Kardil n'avait jamais eu le droit d'aller en bas. C'était là où travaillaient ses parents, là où ils recevaient leurs invités. Alors le petit garçon avait imaginé le tout telle une grande salle du trône, comme dans les contes, mais en passant la porte interdite il tomba sur un couloir menant à un hall chaleureux et coloré. Il passa sous l'arche menant à la pièce voisine, pièce spacieuse où attendaient plusieurs comptoirs. Ses parents étaient assis derrière l'un d'eux et discutaient :
— On ne pourra pas l'enfermer toute sa vie ! déclara sa mère. Et il a besoin de se sociabiliser aussi !
— On a encore le temps !
— Justement ! Ce n'est pas quand ce sera trop tard qu'il faudra agir !
— Oui mais est-ce qu'il sera en sécurité là-bas ? Peut-être qu'on devrait demander à son oncle où sa mère de tâter le terrain avant de débarquer et de nous le voir arracher.
— Je sais bien, dit sa mère en se levant, mais tu sais comme...
Elle venait de passer devant lui, son regard semblait surpris, apeuré.
— Qu'est-ce que tu fais là ? On t'a déjà dit de ne pas descendre ! gronda-t-elle.

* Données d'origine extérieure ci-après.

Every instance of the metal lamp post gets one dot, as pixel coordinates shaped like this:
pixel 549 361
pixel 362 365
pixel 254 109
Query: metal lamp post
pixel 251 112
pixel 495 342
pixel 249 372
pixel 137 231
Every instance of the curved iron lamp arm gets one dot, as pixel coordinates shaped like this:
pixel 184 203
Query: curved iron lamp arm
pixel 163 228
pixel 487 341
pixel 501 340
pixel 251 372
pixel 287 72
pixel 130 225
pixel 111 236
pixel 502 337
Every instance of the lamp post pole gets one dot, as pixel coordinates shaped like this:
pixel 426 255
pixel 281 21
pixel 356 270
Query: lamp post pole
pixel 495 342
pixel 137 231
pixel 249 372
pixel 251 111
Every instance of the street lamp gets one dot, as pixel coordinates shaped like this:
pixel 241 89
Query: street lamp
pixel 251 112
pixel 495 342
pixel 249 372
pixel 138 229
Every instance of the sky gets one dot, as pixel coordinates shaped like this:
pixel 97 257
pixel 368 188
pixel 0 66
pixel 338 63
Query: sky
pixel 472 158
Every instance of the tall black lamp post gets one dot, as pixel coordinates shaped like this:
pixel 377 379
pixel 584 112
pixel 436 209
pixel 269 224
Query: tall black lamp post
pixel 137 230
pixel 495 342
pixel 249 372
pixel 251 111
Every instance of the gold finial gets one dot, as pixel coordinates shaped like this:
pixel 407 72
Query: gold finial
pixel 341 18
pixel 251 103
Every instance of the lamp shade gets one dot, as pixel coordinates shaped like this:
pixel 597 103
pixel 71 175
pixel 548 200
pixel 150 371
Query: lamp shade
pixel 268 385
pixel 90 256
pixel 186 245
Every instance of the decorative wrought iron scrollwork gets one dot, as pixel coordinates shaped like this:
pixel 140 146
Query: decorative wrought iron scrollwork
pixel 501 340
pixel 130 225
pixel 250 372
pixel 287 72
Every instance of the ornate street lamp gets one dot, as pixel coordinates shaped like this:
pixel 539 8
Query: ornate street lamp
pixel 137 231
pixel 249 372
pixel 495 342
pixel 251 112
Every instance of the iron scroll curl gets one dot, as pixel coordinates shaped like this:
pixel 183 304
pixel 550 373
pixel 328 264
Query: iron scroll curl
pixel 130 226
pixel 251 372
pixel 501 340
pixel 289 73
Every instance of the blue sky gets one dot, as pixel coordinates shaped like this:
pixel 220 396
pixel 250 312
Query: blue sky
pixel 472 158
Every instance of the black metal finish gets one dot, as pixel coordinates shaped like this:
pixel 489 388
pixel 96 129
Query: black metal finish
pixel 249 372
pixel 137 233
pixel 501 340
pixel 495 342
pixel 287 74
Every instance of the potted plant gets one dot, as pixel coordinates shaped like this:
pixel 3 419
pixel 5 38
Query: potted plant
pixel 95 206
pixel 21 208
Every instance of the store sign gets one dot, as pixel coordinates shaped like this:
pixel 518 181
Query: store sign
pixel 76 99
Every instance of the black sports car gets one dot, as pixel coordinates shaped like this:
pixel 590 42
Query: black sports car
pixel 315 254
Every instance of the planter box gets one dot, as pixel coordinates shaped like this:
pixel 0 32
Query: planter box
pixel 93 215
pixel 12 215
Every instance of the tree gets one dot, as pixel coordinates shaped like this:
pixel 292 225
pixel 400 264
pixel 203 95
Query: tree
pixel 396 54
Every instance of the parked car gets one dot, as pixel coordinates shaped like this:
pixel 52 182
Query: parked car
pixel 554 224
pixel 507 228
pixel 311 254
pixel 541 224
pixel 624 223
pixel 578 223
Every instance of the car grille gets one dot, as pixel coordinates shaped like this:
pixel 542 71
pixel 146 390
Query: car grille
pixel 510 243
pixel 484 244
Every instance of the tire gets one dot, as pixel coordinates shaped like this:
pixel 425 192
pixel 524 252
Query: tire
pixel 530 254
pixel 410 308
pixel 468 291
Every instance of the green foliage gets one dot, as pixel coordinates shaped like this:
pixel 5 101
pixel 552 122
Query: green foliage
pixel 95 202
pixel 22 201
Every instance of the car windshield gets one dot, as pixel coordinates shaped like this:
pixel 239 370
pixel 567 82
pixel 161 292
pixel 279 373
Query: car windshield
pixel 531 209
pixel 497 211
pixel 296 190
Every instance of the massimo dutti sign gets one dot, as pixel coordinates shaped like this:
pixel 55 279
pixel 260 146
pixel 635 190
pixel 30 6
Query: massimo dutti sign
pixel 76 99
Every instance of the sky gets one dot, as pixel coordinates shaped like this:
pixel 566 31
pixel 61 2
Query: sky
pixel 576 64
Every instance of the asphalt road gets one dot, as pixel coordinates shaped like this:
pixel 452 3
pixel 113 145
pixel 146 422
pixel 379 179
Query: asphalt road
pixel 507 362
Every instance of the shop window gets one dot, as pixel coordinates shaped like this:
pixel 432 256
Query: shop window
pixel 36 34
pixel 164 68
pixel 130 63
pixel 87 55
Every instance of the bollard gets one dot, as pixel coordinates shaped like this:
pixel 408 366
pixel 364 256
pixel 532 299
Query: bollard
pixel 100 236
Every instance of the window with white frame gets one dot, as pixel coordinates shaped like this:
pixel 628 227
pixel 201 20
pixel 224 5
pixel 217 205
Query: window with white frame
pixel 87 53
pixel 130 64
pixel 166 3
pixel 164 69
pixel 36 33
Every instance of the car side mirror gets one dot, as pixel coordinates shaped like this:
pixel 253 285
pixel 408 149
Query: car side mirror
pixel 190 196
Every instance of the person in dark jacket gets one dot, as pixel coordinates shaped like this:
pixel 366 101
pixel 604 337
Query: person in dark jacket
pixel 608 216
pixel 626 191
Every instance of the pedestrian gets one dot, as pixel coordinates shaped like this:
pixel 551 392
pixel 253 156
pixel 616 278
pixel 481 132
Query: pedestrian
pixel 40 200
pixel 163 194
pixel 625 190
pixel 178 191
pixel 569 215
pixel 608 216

— Il faut qu'on parle ! proclama-t-il d'une voix sérieuse qui ne tremblait pas malgré la peur en entendant le ton de sa mère.
— Quel ton autoritaire ! se moqua son père.
— Vladis ne l'encourage pas !
— Je suis sérieux ! protesta l'enfant.
— Et maman et moi aussi quand on t'a donné cet ordre. C'est dangereux pour toi de rester ici.
— Mais... Je veux la vérité ! Je sais bien qu'il y a quelque chose chez moi qui vous fais peur, que je suis différent. Je veux comprendre c'est quoi et pourquoi ! J'ai le droit de savoir !
Ses parents échangèrent un regard, puis en soupirant sa mère s'accroupit devant lui :
— Mon chéri ce n'est ni le moment, ni l'endroit pour en discuter. Mais sache que papa et moi on n'a pas peur de toi. On a peur pour toi.
— Véliana quelqu'un vient !
Elle se releva paniqué.
— Dans ta chambre ! Vite ! Transporte-toi ! ordonna sa mère. Et ne bouge plus !
Devant leur panique, il ne put qu'obéir. Dans la chambre son frère dormait à point fermé, il fit donc disparaitre l'orbe, et se coucha à son tour en se demandant ce qui pouvait tant terrifier ses parents.